54MO - Quality of life (QoL) and value of health (V-He) in advanced biliary cancers (ABC) treated with second-line active-symptom-control (ASC) alone or ASC with oxaliplatin/5-FU chemotherapy (ASC+FOLFOX) in the randomised phase III, multi-centre, open-label ABC-06 trial

Background

The ABC-06 clinical trial stablished ASC+mFOLFOX as the standard of care treatment after Cisplatin and Gemcitabine (CisGem) for ABC but its impact on QoL has not been reported.

Methods

Within the ABC-06 study, patients (pts) diagnosed with ABC with progression after CisGem were randomised (1:1) to ASC+mFOLFOX or ASC. QoL (European Organisation for Research and Treatment of Cancer [EORTC] QLQ-30, QLQ-BIL21) and V-He (Euroqol EQ5D) questionnaires were completed at baseline and 12-weekly thereafter. Pateints who completed all or part of the EORTC or EQ-5D measure at baseline (BSL) were elegible. Follow-up data is reported for month 4 (M4) (follow-up visit that occurred up to 120 days post screening). Descriptive analyses,of the QoL measures by study arm are reported here; T-test was used for comparison between time-points (two-tailed p-value <0.05 was considered statistically significant).

Results

Out of 162 pts randomised, 138 were eligible for this available case analysis (65 ASC arm, 73 ASC+FOLFOX arm). Baseline characteristics and time from BSL to M4 visit were well balanced between both study arms. Addition of FOLFOX to ASC did not appear to induce worsening of the QOL parameters assessed (Table). In contrast, pts in the ASC-alone arm appeared to experience worsening of the EQ-5D utility values, and most of the QLQ-30 scales (including global, physical, social and role scales). There also appeared to be worsening of nausea and pain which remained stable in the ASC+FOLFOX arm. Table: 54MO

Conclusions

For ABC patients, treatment with second-line ASC+mFOLFOX may allow stabilisation of QoL scales and avoid worsening of nausea and pain at 4 months after baseline assessment. Full analyses of QoL to explore this potentially positive impact of FOLFOX is ongoing, along with an assessment of whether FOLFOX may be cost-effective.
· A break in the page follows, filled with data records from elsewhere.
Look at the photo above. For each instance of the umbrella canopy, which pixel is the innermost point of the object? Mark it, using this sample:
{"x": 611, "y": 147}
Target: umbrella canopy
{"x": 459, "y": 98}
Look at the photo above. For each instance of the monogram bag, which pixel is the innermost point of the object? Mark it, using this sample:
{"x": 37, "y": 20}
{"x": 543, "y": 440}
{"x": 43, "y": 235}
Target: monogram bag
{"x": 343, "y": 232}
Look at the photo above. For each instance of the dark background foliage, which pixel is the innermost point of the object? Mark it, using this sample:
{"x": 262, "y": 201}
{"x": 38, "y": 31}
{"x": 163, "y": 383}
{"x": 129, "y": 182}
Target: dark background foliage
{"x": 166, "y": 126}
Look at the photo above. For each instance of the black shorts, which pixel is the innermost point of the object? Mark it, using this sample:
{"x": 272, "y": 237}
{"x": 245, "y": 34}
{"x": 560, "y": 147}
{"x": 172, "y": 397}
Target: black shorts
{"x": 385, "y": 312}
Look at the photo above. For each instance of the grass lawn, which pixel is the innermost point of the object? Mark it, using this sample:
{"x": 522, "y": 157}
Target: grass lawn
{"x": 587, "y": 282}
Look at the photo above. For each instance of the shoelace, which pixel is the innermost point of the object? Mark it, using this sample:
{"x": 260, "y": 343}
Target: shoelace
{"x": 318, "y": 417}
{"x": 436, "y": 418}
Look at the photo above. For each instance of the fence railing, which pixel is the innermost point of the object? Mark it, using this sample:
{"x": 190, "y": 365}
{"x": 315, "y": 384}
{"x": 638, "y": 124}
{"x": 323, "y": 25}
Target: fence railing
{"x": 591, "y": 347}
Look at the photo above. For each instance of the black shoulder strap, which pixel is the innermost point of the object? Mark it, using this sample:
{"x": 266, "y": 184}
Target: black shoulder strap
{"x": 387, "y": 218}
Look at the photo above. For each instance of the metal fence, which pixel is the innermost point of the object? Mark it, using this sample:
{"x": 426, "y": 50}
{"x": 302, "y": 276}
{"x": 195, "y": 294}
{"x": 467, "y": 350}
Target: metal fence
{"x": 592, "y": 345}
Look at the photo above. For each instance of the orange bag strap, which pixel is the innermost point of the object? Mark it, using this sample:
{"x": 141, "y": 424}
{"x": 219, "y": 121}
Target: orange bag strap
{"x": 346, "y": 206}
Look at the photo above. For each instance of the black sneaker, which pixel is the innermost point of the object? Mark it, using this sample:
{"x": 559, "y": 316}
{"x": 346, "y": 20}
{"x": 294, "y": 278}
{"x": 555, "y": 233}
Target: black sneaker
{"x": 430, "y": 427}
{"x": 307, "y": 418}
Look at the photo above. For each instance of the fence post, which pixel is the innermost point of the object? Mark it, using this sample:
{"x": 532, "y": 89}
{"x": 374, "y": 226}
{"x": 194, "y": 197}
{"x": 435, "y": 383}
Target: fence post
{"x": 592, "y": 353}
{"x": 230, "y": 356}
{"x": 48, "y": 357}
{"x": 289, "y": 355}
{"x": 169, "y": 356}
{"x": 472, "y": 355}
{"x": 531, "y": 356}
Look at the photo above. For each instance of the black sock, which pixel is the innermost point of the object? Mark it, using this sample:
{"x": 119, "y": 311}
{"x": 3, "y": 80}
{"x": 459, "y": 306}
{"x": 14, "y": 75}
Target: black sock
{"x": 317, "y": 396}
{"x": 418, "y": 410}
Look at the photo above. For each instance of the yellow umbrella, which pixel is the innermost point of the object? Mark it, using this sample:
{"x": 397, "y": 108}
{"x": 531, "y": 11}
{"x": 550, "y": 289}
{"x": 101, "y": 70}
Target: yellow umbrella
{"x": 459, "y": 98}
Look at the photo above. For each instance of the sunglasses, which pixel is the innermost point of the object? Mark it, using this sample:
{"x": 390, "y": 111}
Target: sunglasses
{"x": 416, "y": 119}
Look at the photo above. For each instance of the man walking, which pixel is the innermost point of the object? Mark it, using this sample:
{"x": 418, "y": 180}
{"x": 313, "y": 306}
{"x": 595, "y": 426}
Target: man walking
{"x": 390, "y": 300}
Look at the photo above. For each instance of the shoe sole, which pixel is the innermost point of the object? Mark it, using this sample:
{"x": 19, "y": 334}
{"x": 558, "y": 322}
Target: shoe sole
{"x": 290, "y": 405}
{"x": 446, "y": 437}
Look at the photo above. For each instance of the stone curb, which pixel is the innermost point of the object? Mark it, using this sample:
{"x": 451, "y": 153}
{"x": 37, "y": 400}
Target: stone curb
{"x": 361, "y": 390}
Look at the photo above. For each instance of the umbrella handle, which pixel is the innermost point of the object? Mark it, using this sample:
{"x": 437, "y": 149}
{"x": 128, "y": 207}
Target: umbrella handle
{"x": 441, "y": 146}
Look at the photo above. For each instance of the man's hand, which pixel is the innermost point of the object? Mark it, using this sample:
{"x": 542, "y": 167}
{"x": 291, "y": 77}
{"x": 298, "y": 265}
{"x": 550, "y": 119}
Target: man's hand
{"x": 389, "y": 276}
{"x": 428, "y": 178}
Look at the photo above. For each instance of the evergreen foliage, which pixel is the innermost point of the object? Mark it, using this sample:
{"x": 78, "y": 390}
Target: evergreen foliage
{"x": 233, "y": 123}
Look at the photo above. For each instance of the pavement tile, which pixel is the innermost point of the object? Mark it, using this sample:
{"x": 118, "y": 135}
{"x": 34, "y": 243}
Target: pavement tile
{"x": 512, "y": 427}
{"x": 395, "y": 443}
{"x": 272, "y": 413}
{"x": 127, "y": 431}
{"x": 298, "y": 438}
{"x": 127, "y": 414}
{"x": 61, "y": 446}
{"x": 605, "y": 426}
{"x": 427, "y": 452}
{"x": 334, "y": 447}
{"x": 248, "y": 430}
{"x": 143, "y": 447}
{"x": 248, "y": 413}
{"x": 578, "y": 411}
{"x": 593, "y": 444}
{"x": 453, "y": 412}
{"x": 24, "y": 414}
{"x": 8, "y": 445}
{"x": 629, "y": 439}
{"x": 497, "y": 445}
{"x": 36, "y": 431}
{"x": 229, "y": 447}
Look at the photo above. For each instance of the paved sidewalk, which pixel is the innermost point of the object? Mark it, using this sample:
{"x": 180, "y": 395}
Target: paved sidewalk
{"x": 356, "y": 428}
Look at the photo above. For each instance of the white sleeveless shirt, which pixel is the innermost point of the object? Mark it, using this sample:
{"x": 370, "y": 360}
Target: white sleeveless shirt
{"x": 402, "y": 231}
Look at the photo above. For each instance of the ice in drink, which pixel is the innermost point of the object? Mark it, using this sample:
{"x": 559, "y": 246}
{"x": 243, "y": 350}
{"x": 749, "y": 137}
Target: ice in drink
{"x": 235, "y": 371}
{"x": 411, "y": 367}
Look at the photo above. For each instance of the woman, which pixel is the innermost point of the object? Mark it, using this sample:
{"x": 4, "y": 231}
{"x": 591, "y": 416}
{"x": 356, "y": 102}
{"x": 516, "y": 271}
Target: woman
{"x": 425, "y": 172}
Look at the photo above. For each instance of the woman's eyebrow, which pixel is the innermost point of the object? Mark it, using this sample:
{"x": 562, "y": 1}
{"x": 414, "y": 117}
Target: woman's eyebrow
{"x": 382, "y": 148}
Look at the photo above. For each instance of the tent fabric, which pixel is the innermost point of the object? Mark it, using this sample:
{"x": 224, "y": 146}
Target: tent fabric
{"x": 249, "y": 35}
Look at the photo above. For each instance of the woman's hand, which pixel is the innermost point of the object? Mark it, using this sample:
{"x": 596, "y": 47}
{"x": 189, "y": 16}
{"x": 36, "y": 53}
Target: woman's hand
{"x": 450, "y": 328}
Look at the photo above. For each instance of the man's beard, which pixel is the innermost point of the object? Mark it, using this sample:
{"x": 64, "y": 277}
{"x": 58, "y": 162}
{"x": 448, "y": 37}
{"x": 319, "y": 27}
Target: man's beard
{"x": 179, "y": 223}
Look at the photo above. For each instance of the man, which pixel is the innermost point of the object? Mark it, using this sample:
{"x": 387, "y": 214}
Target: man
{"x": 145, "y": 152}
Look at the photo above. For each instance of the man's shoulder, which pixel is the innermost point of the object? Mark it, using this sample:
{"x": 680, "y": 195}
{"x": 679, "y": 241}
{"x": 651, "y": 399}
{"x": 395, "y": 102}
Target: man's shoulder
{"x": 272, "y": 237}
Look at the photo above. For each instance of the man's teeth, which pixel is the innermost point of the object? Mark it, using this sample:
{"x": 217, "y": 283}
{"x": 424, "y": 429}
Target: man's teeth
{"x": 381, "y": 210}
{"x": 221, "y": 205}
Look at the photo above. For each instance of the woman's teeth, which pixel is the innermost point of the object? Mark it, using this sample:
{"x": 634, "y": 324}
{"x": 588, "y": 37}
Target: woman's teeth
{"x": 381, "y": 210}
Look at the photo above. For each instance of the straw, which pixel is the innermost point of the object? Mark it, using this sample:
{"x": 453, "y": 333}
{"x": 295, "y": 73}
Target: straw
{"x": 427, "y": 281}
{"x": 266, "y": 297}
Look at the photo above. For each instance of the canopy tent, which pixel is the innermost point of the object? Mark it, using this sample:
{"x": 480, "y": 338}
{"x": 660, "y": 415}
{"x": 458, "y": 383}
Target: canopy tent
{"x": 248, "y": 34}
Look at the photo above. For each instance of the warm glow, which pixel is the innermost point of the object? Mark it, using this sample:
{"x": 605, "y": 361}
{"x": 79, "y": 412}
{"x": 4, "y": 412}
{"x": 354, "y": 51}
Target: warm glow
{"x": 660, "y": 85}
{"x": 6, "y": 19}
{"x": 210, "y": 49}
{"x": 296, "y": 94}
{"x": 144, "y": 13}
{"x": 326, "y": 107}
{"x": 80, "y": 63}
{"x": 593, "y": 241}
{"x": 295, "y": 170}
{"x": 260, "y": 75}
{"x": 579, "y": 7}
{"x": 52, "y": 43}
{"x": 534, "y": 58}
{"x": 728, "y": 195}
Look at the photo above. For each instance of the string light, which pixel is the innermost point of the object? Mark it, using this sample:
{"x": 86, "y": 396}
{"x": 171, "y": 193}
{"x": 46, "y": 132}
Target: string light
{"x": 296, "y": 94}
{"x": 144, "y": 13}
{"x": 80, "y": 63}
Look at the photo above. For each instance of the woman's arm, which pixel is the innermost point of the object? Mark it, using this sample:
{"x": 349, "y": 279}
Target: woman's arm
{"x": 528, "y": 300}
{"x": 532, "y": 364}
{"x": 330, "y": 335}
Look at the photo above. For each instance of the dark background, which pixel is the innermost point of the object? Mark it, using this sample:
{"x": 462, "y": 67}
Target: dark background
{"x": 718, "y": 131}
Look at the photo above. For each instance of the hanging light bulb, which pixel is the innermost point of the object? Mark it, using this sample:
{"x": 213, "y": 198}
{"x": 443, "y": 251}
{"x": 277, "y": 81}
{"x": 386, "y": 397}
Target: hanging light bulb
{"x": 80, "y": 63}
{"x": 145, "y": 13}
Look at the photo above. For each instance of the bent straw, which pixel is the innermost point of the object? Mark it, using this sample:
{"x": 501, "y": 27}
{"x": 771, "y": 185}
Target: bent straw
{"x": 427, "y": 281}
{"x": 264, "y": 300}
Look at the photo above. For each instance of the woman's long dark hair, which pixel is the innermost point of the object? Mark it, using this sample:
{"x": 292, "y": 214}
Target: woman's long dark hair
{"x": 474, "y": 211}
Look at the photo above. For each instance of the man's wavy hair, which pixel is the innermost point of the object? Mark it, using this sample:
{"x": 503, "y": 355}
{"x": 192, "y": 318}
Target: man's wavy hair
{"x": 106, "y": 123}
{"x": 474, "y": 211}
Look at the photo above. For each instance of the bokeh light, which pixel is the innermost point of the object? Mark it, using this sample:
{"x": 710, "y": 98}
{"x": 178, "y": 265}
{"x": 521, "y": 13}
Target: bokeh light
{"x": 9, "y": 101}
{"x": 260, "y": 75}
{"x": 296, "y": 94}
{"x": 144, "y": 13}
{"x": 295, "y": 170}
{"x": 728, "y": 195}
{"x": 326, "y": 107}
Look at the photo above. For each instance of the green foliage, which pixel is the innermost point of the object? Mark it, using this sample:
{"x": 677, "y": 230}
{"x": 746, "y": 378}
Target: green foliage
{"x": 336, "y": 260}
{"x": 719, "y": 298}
Clinical trial identification

NCT01926236.

Editorial acknowledgement

Legal entity responsible for the study

The Christie NHS Foundation Trust.

Funding

Cancer Research UK, StandUpToCancer, AMMF (The UK Cholangiocarcinoma Charity), and The Christie Charity, with additional funding from The Cholangiocarcinoma Foundation and the Conquer Cancer Foundation Young Investigator Award for translational research.

Disclosure

A. Lamarca: Financial Interests, Personal, Invited Speaker: Merck, Pfizer, Ipsen, Incyte, AAA, QED, QED, AstraZeneca, EISAI, Servier, Incyte; Financial Interests, Personal, Advisory Board: EISAI, Nutricia, Ipsen, QED, Roche, Servier, Boston Scientific, Albireo Pharma, AstraZeneca; Financial Interests, Institutional, Other, Access to FM molecular profiling: Roche; Non-Financial Interests, Principal Investigator, PI of trial: QED, Merck; Other, Other, Travel and educational support: Ipsen, Pfizer, Bayer, AAA, SIrTex, Novartis, Mylan, Delcath. All other authors have declared no conflicts of interest.